The Second Department, reversing Supreme Court, determined this foreclosure action should not have been dismissed as abandoned on the ground plaintiff failed to take action within one year of defendant’s default. In fact plaintiff filed a request for judicial intervention which constituted taking “proceedings for the entry of judgment within one year after the default:”

Pursuant to CPLR 3215(c), “[i]f the plaintiff fails to take proceedings for the entry of judgment within one year after the default, the court shall not enter judgment but shall dismiss the complaint as abandoned . . . unless sufficient cause is shown why the complaint should not be dismissed.” To avoid dismissal pursuant to CPLR 3215(c), “[i]t is not necessary for a plaintiff to actually obtain a default judgment within one year of the default” … . “Rather, ‘as long as proceedings are being taken, and these proceedings manifest an intent not to abandon the case but to seek a judgment, the case should not be subject to dismissal'” … .

Here, the plaintiff demonstrated that, within one year after the defendant’s default, the plaintiff filed a request for judicial intervention that sought a foreclosure settlement conference as mandated by CPLR 3408. “Where, as here, a settlement conference is a necessary prerequisite to obtaining a default judgment (see CPLR 3408[a], [m]), a formal judicial request for such a conference in connection with an ongoing demand for the ultimate relief sought in the complaint constitutes ‘proceedings for entry of judgment’ within the meaning of CPLR 3215(c)” … . U.S. Bank N.A. v Newson, 2025 NY Slip Op 04269, Second Dept 7-23-25

Practice Point: The CPLR does not require a plaintiff to obtain a default judgment within a year of the default to preclude dismissal. Plaintiff need only take some action which indicates it does not intend to abandon the action. Here the filing of a request for judicial intervention was sufficient.

 

July 23, 2025
/ Education-School Law, Evidence, Negligence

PLAINTIFF, A DEVELOPMENTALLY DISABLED STUDENT, WAS KNOCKED OVER BY ANOTHER STUDENT; THE DEFENDANT SCHOOL HAS A DUTY TO PROPERLY SUPERVISE ITS STUDENTS; QUESTIONS OF FACT PRECLUDED SUMMARY JUDGMENT IN FAVOR OF DEFENDANT SCHOOL (THE YOUNG ADULT INSTITUTE, INC.) (SECOND DEPT).

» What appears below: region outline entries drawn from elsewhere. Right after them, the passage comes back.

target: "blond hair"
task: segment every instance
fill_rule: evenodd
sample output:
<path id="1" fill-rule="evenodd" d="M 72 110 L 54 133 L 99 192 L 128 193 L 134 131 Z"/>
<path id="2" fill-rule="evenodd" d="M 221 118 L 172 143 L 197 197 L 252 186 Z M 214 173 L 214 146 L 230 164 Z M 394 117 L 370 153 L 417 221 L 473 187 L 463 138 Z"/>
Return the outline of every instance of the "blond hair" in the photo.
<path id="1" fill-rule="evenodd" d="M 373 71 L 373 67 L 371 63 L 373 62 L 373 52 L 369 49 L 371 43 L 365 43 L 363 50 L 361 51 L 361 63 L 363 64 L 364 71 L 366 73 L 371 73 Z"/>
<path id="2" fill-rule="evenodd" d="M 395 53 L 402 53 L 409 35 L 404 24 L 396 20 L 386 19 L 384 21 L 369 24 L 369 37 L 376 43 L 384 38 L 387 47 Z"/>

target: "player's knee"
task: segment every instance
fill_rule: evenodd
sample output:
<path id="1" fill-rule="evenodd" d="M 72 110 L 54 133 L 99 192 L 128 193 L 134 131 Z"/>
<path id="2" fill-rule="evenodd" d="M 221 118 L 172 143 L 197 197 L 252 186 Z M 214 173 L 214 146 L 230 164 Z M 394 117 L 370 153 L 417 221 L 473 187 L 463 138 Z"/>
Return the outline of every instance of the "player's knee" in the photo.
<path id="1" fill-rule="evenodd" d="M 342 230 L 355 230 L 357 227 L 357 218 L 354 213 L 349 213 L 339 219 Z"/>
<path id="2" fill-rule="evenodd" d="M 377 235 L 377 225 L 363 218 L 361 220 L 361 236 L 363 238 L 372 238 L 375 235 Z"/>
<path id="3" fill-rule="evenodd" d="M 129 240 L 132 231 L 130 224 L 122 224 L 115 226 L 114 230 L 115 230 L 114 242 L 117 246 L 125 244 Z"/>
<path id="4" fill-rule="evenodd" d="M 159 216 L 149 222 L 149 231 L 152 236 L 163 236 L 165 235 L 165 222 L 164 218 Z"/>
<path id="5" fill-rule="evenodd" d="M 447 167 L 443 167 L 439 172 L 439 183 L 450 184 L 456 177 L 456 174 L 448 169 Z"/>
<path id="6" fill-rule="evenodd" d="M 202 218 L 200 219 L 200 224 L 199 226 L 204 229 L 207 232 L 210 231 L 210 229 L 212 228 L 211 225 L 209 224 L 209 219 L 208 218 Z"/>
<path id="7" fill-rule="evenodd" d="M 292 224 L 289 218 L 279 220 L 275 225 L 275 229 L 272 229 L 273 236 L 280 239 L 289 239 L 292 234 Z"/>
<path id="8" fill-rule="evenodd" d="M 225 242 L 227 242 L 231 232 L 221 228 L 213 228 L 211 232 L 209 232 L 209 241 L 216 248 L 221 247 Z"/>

The Second Department, reversing Supreme Court, determined there were questions of fact precluding summary judgment in favor of defendant in this negligent supervision case. Plaintiff, a developmentally disable adult and a member of defendant Young Adult Institute, Inc. (YAI) was knocked over in a parking lot by a fellow student:

Programs such as YAI that provide services to developmentally disabled adults have a duty to adequately supervise such students in their care, “and are liable for foreseeable injuries proximately related to the absence of adequate supervision” … . “‘[I]n determining whether the duty to provide adequate supervision has been breached in the context of injuries caused by the acts of fellow students, it must be established that school authorities had sufficiently specific knowledge or notice of the dangerous conduct which caused injury; that is, that the third-party acts could reasonably have been anticipated'” … . “‘Even if a breach of the duty of supervision is established, it must [also] be demonstrated that such negligence was a proximate cause of the injuries sustained'” … . “‘The test for causation is whether under all the circumstances the chain of events that followed the negligent act or omission was a normal or foreseeable consequence of the situation created by the school’s negligence'” … . Sclafani v Young Adult Inst., Inc., 2025 NY Slip Op 04266, Second Dept 7-23-25

Practice Point: ​A provider of services to developmentally disabled adults has a duty to adequately supervise its students. Here there were questions of fact about whether supervision was adequate. Plaintiff student was knocked over by another student in a parking lot.